How much pollution can potentially be saved annually through secondhand trade if each used product replaces the production of a new one? That is the question Schibsted Media Group set out to answer in its second edition of The Second Hand Effect.
Shopping secondhand offers consumers an easy way to significantly reduce their environmental footprint. Schibsted has found a way to convert the environmental benefit from its users’ trade into numbers using data collected from eight of its marketplaces. According to the report, users Schibsted’s online marketplaces in Finland, France, Hungary, Italy, Morocco, Norway, Spain and Sweden have contributed to 16.3 millions tons of carbon dioxide savings by buying and selling used goods last year.
This equates to the annual carbon dioxide emissions of 1.8 million Europeans or 1,440 flights around the globe in the world’s biggest airplane.
“To do business in a responsible and sustainable way is crucial if we want to succeed amongst the knowledgeable and engaged consumers of today. The power of journalism in helping democracy is evident through Schibsted’s media houses,” said Rolv Erik Ryssdal, CEO of Schibsted Media Group.
“With this report we now also show the great benefits of our marketplaces around the world. To see the big impact we can have together with our users makes me really proud.”
This is the second year the global report is presented and this time eight of Schibsted’s 30 international marketplaces participated:
- Leboncoin — France
- Blocket — Sweden
- Finn — Norway
- Subito — Italy
- Vibbo — Spain
- Tori — Finland
- Jófogás — Hungary
- Avito — Morocco
Together, these sites have more than 60 million visitors per month. The biggest contributor to The Second Hand Effect is Leboncoin in France, which receives 22 million unique visitors each month and has generated 7.5 million tons in carbon dioxide savings.
Schibsted developed the calculation of climate savings in partnership with IVL The Swedish Environmental Research Institute. The calculation is based on the assumption that each sold used product replaces the production of a new, equivalent product and the waste management of the product. By collecting and processing the 2016 sales numbers from marketplaces and processing customer surveys together with total energy consumption for the eight marketplaces’ whole operations, they were able to extract the results.
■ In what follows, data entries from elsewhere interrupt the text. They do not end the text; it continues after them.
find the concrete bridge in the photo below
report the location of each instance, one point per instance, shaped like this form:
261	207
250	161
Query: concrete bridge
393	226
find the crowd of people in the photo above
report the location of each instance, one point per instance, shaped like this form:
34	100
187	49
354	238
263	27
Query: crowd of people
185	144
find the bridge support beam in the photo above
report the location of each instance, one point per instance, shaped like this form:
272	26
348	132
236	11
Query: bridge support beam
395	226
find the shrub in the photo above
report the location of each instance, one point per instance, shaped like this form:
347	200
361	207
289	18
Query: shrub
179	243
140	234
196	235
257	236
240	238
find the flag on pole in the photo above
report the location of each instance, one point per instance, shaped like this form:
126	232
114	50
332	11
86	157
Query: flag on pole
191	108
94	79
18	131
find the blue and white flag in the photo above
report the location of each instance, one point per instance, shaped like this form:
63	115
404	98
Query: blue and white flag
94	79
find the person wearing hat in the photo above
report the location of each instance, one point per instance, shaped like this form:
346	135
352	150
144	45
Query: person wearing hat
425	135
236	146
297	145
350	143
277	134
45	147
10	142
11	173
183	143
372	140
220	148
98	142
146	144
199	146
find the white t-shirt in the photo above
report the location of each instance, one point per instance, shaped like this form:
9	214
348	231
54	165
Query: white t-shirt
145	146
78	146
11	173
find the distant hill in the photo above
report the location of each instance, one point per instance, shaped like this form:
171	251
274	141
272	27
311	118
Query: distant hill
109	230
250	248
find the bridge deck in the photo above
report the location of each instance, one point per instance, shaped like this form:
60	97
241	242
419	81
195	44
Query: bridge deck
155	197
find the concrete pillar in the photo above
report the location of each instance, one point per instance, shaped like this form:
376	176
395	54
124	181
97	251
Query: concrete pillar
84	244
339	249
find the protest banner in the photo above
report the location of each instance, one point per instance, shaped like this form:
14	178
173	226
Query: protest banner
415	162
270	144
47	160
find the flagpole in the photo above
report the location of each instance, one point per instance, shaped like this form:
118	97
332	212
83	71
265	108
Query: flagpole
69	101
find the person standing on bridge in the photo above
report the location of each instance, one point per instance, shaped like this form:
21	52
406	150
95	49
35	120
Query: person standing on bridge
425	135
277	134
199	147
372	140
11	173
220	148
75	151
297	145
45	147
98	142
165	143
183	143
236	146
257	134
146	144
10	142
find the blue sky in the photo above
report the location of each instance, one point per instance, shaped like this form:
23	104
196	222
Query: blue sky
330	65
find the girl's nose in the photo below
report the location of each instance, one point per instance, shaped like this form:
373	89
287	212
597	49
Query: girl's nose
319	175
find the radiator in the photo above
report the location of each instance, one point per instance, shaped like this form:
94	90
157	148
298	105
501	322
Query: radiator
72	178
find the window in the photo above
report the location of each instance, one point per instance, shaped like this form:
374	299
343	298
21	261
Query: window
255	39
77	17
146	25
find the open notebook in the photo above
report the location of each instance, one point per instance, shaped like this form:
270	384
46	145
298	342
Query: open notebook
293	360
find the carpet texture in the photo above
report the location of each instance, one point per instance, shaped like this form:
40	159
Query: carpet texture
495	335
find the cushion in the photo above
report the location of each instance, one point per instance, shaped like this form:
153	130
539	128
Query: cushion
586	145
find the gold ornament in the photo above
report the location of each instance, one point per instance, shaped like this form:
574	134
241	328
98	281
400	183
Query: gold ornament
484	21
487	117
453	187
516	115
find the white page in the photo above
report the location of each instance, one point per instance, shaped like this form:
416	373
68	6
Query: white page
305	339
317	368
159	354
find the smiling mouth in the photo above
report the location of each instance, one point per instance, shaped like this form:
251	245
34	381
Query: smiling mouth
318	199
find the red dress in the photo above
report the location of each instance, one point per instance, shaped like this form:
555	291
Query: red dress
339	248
The study focused solely on private individuals’ ads and excluded postings for pets, services, concert tickets, travels and accommodations, as they do not involve the recycling of material goods.
In total, the study covers approximately 50 percent of all private ads on the eight participating Schibsted sites. The limitation is set according to available climate data and the ability to appreciate the materials that the average product is made of.